If you want custom resource limits, node selectors, etc., use --script-only to generate the manifests and edit before applying.

Accessibility matters

RDST needs network access to the Readyset instance it just deployed in order to run rdst cache add, rdst cache show, or any other follow-up command against it.

If you deploy to a target RDST can't reach directly over the network, follow-up cache commands will fail. Common causes:

  • The Readyset port (5432 for Postgres-wire, 3306 for MySQL-wire) is closed on the remote host's firewall or security group.
  • The remote host is only reachable over SSH — RDST can deploy through SSH but does not tunnel every subsequent command through SSH.
  • A Kubernetes Service is ClusterIP-only and not exposed outside the cluster.

Before running rdst cache deploy --host <remote>, confirm you can reach the target port from your laptop (e.g. nc -zv <host> 5432). For cluster-only deployments, plan to run rdst cache add from inside the cluster.

After deployment

RDST prints the connection string and the name of the new target it registered:

✓ Readyset deployed (mode: docker, container: readyset-prod-orders)
✓ Initial snapshot complete (12s)
✓ Registered target: prod-orders-cache

Connection string:
  postgresql://rdst:*****@localhost:5434/orders

Next steps:
  rdst cache add <query-hash> --target prod-orders-cache
  rdst query cache-compare <query-hash> --target prod-orders

You interact with the cache through the new target (prod-orders-cache), not the original (prod-orders). Every rdst cache command takes --target <cache-target>.

Script-only mode

--script-only is useful when you want to:

  • Review exactly what will run before running it
  • Adapt the deploy script for an environment RDST doesn't natively support (Nomad, custom CI, etc.)
  • Deploy in a context where RDST can't reach the target (e.g., an air-gapped host)
rdst cache deploy --target prod-orders --mode docker --script-only > deploy.sh
# Review deploy.sh, edit as needed, run it yourself
bash deploy.sh

When you use --script-only, RDST does not register the cache target for you.
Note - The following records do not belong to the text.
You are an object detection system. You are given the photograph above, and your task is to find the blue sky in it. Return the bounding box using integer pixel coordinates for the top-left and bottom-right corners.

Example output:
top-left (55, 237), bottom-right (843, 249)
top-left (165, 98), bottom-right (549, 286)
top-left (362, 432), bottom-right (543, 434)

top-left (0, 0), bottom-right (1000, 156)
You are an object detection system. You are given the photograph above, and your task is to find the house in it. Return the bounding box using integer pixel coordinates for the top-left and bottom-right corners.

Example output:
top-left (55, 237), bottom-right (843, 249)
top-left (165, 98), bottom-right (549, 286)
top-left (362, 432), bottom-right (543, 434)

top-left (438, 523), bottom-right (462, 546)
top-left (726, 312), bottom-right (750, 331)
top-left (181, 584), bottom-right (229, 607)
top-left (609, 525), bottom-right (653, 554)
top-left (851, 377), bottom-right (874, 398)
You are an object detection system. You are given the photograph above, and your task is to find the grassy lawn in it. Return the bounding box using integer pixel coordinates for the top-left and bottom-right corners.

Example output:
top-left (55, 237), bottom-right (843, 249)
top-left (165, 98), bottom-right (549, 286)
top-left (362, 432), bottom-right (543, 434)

You'll need to register it manually with rdst configure add pointing at the deployed Readyset instance.

Configs

--config <name> picks between Readyset deployment profiles:

ConfigWhat it is
readyset (default)Standard Readyset — shallow caching
readyset-squeepyReadyset with SQueePy preset — tuned defaults for specific workloads

Most users should stick with the default.

Flags reference

FlagWhat it does
--target <name>Which database target to cache
--mode {docker,systemd,kubernetes}Deployment mode (required)
--config {readyset,readyset-squeepy}Deployment config preset
--host <ip>Remote host for SSH deployment (omit for local)
--ssh-user <user>SSH username (default: root)
--ssh-key <path>SSH private key path
--port <port>Override Readyset listen port
--namespace <ns>Kubernetes namespace
--kubeconfig <path>Path to kubeconfig for Kubernetes deployment
--script-onlyGenerate deployment script without executing
--jsonMachine-readable output

Tearing down

To stop and remove a local cache deployment entirely:

rdst cache remove --target prod-orders-cache

This stops the Docker container (or systemd service, or Kubernetes deployment), removes the persistent state, and unregisters the <original>-cache RDST target.

Use rdst cache drop-all --target <name> instead if you want to remove cached queries but keep Readyset running. See Managing caches.